Shadow of the Vampire


Story: Deutschland in der 1920ern: Der ambitionierte Regisseur Friedrich Wilhelm Murnau (John Malkovich) möchte den realistischsten Film aller Zeiten drehen, doch dabei handelt es sich um eine nicht autorisierte Adaption von Bram Stokers „Dracula“ (die aus diesem Grund den Namen „Nosferatu“ trägt). Bei den Dreharbeiten in Osteuropa mutet Max Schreck (Willem Dafoe), der Darsteller des Vampirgrafen, allerdings sehr seltsam an und scheint seine Rolle ein wenig zu ernst zu nehmen. Murnau erklärt das mit Method Acting, doch schon bald wird dem Produzenten Albin Grau (Udo Kier) und der restlichen Crew klar, dass Schreck keinesfalls nur vorgibt, ein Blutsauger zu sein…

Kritik: „Shadow of the Vampire“ ist ein recht außergewöhnlicher Film, bei dem sich schon die Genrezuordnung schwierig gestaltet. Es handelt sich nicht wirklich um einen Horrorfilm, eine Komödie ist es, trotz des dezenten, aber mitunter ziemlich schwarzen Humors auch nicht. Die Beschreibung des Regisseurs E. Elias Mehrige als „Film über das Filmemachen“ trifft es wohl am ehesten, immerhin zeigt er auch ausführlich die Produktion eines Stummfilmklassikers.
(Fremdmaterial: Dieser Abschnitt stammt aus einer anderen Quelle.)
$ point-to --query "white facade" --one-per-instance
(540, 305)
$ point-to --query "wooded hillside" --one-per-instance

Die kleine, aber feine Modifikation an der Realität, die aus Max Schreck einen echten Vampir macht, liefert dem Film dabei das Nötige Potential zu einem wirklich gelungenen Werk. Und die Schauspieler sind es, die dieses Potential ausschöpfen, allen voran natürlich John Malkovich und Willem Dafoe, die beide wirklich gut spielen und sich ebenbürtig sind. Malkovichs Murnau ist ein von einer kreativen Vision getriebener, fast schon wahnsinniger Regisseur, während Dafoe als müder, alter, aber nichtsdestotrotz gieriger und gefährlicher Vampir überzeugt.
Im Verlauf merkt man schließlich, wie sowohl Schreck als auch Murnau immer vampirischer und unmenschlicher werden. Schrecks Hunger auf die Hauptdarstellerin wächst, während Murnau dem Vampir willentlich seine Mitarbeiter opfert, um seinen perfekten Film zu bekommen. Der Höhepunkt ist natürlich die Schlussszene, welche das Ende des Originals wiederspiegelt, diese allerdings im Kontext noch erweitert.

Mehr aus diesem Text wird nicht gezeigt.